Hi Everyone!
I am a Data Scientist working on a real estate search portal in Italy (similar to Zillow). We are now implementing free search. For the demo, the only goal was to take user input and populate a JSON file which would then serve as the search query. For this, I have parallelised several calls to chatGPT, each trained to extract 1 single feature.
It seems to me that for most of the binary features regex would outperform any model. I tried to add a classifier head to an italian bert: dbmdz/bert-base-italian-cased, but these did not perform extremely well. All I’ve found on the internet are classifications concerning sentiment based text, not concerning features. Does anyone have any Idea of what would be the best way to convert a free text search to a JSON like object for a query on a database?
For converting free text search to a JSON object for a database query, regex is very effective for binary features. You might consider a hybrid approach if you’re dealing with more complex features. You could use regex for simple, predictable patterns and a machine-learning model for more nuanced text extraction. Training a custom NER model on your specific dataset might help improve accuracy.

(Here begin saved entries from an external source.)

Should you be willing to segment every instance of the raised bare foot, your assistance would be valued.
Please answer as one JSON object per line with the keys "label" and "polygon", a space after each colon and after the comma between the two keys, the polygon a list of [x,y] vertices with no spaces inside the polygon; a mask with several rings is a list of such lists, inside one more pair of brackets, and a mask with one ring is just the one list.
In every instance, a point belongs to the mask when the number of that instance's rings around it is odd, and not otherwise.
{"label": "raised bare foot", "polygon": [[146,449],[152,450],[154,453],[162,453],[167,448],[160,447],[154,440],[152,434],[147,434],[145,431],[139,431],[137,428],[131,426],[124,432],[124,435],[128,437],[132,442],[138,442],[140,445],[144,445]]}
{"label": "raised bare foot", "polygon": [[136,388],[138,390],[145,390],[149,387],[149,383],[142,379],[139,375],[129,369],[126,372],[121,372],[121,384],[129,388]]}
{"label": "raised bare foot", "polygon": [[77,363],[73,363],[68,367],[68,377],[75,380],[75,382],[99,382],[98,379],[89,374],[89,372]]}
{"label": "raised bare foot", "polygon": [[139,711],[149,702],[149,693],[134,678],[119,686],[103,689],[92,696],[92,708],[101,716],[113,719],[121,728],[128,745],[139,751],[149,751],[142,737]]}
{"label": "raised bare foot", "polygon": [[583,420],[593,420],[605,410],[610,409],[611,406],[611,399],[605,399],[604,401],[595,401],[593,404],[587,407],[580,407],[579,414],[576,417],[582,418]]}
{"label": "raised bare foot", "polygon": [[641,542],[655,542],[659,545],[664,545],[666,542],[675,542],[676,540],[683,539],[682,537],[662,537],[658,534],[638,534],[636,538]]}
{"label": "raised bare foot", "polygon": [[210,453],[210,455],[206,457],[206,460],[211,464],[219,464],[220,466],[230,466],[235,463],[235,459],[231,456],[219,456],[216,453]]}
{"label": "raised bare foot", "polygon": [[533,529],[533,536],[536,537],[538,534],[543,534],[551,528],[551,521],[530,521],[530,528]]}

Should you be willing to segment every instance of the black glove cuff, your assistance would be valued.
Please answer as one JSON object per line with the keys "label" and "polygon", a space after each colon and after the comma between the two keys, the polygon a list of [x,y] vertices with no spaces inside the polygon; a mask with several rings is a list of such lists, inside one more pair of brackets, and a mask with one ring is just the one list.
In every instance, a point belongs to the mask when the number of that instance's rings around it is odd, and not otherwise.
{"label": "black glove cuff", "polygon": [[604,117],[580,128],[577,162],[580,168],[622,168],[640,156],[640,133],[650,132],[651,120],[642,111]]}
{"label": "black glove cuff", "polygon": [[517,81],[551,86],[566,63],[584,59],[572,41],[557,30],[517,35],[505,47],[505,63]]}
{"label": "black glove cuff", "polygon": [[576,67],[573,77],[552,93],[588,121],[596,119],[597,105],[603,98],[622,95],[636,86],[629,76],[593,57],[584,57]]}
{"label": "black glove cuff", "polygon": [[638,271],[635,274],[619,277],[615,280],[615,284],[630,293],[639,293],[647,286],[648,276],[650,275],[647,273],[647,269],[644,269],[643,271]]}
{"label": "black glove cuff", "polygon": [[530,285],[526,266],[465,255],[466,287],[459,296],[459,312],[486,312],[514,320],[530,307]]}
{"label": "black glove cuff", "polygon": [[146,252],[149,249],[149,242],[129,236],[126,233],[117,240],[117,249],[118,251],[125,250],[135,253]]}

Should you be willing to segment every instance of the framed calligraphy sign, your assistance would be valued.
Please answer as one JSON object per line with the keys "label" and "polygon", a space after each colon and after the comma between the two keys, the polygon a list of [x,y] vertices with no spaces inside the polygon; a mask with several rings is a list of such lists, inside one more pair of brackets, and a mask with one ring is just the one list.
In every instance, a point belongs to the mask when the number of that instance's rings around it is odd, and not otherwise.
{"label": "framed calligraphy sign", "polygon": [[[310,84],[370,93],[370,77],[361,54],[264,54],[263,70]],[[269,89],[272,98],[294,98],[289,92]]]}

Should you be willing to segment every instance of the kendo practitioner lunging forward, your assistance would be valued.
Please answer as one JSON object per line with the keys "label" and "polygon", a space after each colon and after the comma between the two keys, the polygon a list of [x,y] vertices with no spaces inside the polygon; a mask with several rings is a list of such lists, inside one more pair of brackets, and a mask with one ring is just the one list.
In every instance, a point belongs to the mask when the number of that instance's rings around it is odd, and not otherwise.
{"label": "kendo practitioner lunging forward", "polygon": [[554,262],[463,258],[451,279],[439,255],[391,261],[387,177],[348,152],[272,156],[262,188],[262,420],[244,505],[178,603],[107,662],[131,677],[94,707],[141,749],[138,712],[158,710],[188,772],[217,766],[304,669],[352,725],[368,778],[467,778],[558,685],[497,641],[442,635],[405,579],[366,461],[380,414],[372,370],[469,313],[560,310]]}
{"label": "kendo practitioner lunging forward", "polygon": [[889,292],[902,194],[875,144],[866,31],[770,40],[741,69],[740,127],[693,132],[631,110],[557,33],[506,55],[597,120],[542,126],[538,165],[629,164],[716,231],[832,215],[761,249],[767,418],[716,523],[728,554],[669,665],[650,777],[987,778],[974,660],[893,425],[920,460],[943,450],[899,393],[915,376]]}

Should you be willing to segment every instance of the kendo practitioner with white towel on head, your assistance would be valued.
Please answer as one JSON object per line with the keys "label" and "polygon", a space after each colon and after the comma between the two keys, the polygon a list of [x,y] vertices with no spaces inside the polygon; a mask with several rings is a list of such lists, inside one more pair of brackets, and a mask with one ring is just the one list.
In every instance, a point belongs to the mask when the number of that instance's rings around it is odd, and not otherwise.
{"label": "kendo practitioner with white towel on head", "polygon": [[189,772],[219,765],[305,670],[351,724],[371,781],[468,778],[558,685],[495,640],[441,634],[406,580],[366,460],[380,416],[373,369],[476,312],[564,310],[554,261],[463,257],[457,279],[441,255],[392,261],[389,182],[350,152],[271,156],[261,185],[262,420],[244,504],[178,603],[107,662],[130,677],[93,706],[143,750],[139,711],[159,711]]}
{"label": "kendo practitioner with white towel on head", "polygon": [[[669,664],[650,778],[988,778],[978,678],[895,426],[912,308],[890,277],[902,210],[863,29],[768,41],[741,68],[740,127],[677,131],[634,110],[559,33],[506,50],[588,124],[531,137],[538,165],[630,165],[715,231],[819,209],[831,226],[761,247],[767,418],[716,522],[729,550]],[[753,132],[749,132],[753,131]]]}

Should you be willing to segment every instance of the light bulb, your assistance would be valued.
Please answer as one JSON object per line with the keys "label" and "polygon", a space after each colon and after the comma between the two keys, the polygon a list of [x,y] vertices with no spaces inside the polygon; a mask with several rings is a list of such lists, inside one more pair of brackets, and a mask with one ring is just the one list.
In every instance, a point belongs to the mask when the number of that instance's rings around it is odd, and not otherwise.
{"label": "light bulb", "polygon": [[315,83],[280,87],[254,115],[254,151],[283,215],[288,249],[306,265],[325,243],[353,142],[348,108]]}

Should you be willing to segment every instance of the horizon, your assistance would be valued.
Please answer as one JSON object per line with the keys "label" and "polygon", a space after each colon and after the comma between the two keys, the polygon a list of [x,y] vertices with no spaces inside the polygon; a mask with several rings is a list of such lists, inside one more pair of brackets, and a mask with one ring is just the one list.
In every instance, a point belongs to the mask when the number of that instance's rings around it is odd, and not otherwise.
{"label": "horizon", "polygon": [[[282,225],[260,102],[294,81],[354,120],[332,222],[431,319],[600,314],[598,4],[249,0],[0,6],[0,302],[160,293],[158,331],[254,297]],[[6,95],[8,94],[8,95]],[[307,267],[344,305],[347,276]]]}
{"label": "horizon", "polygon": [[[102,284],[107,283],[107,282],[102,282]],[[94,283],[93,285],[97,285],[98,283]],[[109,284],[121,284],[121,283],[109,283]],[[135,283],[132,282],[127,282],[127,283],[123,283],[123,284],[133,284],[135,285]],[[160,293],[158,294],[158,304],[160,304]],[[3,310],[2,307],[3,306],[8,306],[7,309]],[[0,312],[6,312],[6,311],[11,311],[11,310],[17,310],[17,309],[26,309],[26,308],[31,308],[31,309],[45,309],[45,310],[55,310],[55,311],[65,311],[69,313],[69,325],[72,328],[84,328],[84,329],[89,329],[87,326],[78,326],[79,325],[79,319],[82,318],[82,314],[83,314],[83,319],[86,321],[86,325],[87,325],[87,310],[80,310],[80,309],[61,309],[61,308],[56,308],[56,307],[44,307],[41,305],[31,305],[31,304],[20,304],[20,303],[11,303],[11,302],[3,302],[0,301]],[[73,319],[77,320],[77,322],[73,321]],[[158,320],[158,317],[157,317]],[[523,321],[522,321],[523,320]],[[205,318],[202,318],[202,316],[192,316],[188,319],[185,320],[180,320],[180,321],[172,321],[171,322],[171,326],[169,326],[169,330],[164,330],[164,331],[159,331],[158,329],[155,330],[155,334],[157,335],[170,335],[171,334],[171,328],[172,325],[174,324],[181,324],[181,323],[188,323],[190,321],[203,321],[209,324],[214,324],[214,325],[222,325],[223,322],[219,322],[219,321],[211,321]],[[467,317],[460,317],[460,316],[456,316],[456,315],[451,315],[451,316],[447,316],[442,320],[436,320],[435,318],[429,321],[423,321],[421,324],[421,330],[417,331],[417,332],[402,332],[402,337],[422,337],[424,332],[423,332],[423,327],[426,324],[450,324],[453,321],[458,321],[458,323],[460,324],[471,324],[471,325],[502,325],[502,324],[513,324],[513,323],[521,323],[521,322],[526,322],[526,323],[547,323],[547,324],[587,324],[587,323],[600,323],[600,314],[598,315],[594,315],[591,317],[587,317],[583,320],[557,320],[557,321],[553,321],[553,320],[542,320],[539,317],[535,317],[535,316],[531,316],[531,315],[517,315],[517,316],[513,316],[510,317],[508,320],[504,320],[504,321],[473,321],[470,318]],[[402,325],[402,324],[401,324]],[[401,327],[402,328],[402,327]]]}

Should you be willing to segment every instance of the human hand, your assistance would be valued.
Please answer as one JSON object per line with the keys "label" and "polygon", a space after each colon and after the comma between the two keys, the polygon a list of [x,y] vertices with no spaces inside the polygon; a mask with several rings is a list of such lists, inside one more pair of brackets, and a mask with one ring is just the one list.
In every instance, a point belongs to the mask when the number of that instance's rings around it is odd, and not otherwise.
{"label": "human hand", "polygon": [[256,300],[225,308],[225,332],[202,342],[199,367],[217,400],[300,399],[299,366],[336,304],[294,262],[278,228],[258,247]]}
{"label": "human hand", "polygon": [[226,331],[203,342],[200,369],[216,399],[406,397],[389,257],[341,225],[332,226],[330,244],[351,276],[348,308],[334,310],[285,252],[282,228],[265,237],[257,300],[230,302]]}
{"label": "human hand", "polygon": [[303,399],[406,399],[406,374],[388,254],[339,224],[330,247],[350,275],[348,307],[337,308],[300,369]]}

When extracting structured data, I think the best strategy is to start with understanding exactly what kind of data you need and where it’s coming from. This can save a lot of headaches down the line.
When extracting structured data, I think the best strategy is to start with understanding exactly what kind of data you need and where it’s coming from. This can save a lot of headaches down the line. For me, tools like identity validation api have been convenient. They help ensure that the data is accurate and trustworthy, which is super important.
Once you’ve got your tools, set up a straightforward process. Break down the extraction into manageable steps, and test each to ensure it works correctly before moving on. This way, you can catch any issues early and fix them without hassle.